Although it looks like a search engine box, this web site's input box is more like the input line on Wolfram Research's most famous product, Mathamatica. I'll admit that I played with it for a couple minutes during a college Calculus course, but I couldn't make head nor tails of what to do with it either. However, I can see a future where Wolfram Alpha is used as much for finding useful data as Google is for finding important sources and documents. And I think that's what the folks at Wolfram Research want to do: get as much useful data and let people crunch it in as many ways as they like.

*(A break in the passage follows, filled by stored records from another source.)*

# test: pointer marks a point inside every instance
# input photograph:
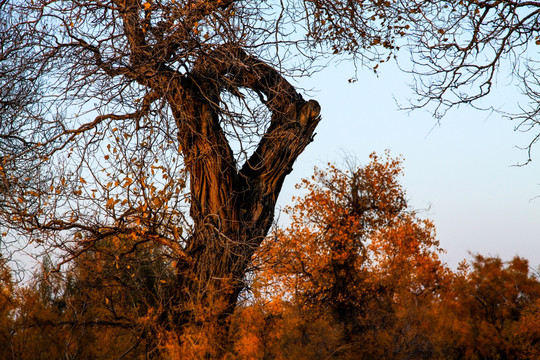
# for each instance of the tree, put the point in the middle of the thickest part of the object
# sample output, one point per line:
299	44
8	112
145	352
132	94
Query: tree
489	311
120	115
459	48
354	252
127	112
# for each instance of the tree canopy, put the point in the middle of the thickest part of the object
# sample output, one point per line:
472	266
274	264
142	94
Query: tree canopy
174	123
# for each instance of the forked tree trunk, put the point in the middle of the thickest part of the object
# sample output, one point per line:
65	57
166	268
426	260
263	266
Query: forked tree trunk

So what can we do? I put in my first name, "Daniel", and found that it's the 5th most popular name in the US as of 2007. It also includes a graph of approximate age of those named "Daniel", and wouldn't you know, my parents were just ahead of the years that "Daniel" was most popular. I can put in "GDP USA" to get some data on our nation's Gross Domestic Product, but why not put in something more interesting such as "GDP USA/Canada" to find that within the last decade our GDP was 14 times more than Canada's. That's probably more interesting. Want to know about the caffeine that gets you through the day? Here's tons of scientific data, molecular models and everything. And, of course, you can also plot graphs of data, like this one I did for the function "x^2 + 3x - 1". (I wonder if this will replace a graphing calculator on our phones in a couple years?) Also, I remember there being a heat wave in the middle of May 2001 and the dorm was really hot, so I entered "weather may 2001" and it picked up my current location and plotted the temperature and many other weather metrics. Sure enough, there were a couple 95+ degree days in there.
That's only scratching the surface of this new tool. There are examples of querying data for dozens and dozens of areas of research. One thing a friend wondered was where the system got all its data, and I found a "Source Info" link at the bottom of the page, but the "Primary Source" is usually "Wolfram curated data," which hopefully is considered more reliable to professors than Wikipedia.